Indeed, a whole section of the floor-plan design was devoted to describing the ideal workbench. The technician work area was designed as the heart of the floor plan, with access to service areas and documentation, improved communication between office staff and technicians, and equipment flow as the main considerations, according to Robinson. “The technician work spaces were to be enhanced with generous electrical services; excellent lighting; A/V; IT services, including updated computers; medical gasses; and adequate space and storage requirements, depending on the types of equipment generally serviced by each technician,” he says.

In the end, they got everything they wanted by handpicking a cabinetmaker who was not only highly skilled and experienced but flexible enough to work with them and listen to their ideas. The facility’s 12 technicians’ workbenches, as well as two more for IT and shipping/receiving, were built in only 3 months from initial drawings to final product. Here’s the best part: While the off-the-shelf product that came closest to what they wanted in a workbench would have cost $6,000 each, they got three custom-made workbenches for the same price, and then some.

Making the Most of IT
Feenstra’s staff also oversees the maintenance of all IT equipment for the LLUMC facilities, which is unusual for a biomed or CE department. That’s everything from your basic ink jet printer to sophisticated hardware that stores and processes the center’s medical records. In fact, his technicians are actually authorized by the manufacturers to do their own under-warranty repairs. Two of Feenstra’s technicians are dedicated to IT hardware repairs and maintenance.

Why IT? Simple. “It’s a matter of time,” Feenstra says. “By doing our own repairs, we cut our equipment downtime substantially. While in the past, IT training of his staff was done off-site, today, thanks to the Internet, much of it is done online—still another time-saver.

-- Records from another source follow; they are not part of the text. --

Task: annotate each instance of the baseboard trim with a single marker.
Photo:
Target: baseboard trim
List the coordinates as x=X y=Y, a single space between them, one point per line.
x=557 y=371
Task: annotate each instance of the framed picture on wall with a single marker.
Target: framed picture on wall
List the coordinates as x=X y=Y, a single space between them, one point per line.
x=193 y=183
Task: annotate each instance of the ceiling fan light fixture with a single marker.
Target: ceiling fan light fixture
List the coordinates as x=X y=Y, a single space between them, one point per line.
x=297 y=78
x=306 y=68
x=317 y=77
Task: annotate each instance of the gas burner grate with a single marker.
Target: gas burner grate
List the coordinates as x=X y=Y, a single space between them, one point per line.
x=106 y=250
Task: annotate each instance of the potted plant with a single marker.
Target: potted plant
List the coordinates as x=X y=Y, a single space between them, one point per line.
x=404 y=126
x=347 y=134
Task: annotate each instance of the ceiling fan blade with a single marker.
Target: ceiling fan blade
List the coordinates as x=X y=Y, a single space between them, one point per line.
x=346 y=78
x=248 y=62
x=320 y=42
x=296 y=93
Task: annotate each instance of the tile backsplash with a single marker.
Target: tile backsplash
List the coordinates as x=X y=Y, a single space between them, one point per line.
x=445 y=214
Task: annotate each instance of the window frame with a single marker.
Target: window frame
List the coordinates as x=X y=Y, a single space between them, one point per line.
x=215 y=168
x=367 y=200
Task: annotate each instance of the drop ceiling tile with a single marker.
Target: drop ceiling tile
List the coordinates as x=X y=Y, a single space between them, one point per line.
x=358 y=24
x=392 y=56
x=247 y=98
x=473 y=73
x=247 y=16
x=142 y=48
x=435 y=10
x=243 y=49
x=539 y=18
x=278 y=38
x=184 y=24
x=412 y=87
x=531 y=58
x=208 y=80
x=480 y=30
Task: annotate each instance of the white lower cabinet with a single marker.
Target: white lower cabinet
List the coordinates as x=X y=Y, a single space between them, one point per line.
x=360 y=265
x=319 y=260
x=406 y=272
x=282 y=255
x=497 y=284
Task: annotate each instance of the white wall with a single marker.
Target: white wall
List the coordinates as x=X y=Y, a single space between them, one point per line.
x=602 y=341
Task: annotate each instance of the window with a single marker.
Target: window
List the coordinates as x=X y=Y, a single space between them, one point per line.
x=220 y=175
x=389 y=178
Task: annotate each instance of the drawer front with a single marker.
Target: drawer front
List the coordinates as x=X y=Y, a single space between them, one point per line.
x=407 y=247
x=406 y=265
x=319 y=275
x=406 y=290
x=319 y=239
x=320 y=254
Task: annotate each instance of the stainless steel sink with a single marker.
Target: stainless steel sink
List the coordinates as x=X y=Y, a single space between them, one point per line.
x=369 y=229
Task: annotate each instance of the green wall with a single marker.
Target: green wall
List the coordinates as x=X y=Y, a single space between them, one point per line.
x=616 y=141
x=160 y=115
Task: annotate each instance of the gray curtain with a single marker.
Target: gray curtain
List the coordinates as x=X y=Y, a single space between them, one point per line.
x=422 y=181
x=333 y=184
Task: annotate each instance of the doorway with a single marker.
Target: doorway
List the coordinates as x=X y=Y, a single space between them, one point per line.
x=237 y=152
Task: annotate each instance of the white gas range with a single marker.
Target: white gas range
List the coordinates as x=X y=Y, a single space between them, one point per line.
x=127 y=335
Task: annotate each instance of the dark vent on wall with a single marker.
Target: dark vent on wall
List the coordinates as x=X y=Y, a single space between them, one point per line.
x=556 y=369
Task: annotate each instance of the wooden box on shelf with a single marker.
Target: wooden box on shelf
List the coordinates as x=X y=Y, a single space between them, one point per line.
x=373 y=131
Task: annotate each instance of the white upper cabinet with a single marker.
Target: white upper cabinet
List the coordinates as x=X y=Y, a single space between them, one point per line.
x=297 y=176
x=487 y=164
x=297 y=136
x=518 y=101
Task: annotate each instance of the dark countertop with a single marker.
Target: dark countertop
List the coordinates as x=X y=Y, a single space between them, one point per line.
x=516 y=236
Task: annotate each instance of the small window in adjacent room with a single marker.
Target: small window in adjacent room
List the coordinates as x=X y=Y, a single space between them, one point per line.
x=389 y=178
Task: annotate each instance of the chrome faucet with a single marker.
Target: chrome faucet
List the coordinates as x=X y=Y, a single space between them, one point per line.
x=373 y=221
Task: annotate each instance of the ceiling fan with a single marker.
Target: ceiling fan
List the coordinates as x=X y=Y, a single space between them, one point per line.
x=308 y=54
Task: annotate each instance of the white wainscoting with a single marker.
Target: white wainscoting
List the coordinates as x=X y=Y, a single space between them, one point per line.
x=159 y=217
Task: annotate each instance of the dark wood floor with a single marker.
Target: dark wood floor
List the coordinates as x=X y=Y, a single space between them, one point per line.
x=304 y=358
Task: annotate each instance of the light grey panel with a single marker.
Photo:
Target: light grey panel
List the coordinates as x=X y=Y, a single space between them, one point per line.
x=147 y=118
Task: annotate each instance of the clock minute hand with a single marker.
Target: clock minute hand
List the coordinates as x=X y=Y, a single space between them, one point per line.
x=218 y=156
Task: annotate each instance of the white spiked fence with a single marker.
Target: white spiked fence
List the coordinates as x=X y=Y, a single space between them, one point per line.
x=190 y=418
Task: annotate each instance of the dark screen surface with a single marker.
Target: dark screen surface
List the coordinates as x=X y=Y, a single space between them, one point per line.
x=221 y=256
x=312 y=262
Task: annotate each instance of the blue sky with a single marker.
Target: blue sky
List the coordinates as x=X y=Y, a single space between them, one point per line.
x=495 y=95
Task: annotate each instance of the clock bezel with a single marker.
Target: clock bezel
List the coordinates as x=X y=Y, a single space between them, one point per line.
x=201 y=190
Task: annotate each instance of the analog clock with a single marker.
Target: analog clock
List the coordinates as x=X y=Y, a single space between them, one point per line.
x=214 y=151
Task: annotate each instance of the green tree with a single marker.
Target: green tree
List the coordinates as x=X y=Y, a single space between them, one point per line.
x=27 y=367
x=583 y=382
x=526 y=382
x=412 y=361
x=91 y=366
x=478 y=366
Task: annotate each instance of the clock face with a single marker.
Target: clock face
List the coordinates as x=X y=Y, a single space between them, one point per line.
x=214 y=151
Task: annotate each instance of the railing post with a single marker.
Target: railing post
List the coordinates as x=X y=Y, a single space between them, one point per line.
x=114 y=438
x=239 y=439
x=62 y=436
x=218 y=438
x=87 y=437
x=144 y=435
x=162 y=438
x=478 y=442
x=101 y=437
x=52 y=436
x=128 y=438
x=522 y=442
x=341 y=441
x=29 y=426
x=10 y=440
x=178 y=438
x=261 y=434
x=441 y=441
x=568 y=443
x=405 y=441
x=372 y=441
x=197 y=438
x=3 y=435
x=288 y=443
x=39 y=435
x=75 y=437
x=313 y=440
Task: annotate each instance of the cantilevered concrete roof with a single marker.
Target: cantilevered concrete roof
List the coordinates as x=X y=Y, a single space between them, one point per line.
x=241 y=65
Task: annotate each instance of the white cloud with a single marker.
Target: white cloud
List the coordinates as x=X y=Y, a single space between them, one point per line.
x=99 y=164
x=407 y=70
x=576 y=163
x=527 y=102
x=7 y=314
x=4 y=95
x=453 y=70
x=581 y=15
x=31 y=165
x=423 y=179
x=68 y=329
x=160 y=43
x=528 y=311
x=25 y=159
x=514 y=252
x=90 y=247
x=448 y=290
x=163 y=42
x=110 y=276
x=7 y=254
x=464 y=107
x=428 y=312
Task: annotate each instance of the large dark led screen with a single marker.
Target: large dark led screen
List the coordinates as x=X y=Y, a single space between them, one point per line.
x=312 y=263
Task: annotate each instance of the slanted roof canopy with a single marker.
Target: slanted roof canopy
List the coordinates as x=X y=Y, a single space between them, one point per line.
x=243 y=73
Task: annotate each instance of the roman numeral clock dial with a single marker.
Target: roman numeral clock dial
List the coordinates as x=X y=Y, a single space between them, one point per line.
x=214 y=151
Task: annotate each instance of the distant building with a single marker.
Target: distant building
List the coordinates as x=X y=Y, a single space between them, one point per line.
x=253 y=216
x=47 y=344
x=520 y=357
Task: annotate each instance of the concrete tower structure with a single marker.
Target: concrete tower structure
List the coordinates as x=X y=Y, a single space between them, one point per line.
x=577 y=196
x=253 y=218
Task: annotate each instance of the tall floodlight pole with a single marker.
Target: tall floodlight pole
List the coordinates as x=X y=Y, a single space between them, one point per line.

Among the more exotic of the myriad medical equipment his team maintains are the da Vinci brand robotic instruments for minimally invasive surgery. The $1 million machines allow surgeons to make precise incisions and even suture through very small ports in the skin.

Also on the checklist of “not your average equipment” are sophisticated neonatal incubators that his department services. LLUMC has one of the largest neonatal care clinical programs in the United States, and it is recognized as a leader in infant heart-transplant surgery. “We have a current project to reduce the weight and size of our transport infant incubators, which also requires quite a bit of time in the machine shop as new lighter-battery and medical-gas cylinder technologies are being implemented,” Feenstra says.

Along with getting a new facility, Feenstra also made the case that it was time to retire the department’s rattletrap cargo van and exchange it for a new Sprinter, 5-cylinder diesel van, which is tall enough to stand in and comes complete with a rear automatic lift. The new truck is ideal for transporting the incubators.

Still More To Come
The new facility was dedicated on December 16, 2004. As Feenstra and his staff mark nearly 2 years there, he says, “I think we’re all pleased with it.” However, he already has started another wish list. High on the list is a backup generator dedicated to his department (six portable generators are available for triage facilities on campus).

Interestingly, a fire-sprinkler system is not on the list. “With all of the equipment we have here, it’s probably not a good idea to have it accidentally doused in water,” he says. Instead, there are equipment-appropriate fire extinguishers located throughout the facility. However, with a nod to fire safety, the facility’s brand-new 800-amp transformer is located 100 feet away from the building.

There is one more thing for which he hopes to secure funding: a remote computer system that his technicians can use in the field. “If all goes well, all of the staff will one day soon be interconnected with a Wi-Fi PDA internal network. They would allow us to update inventory and maintenance records in real time,” he says.

Greg Ptacek is a contributing writer for 24×7.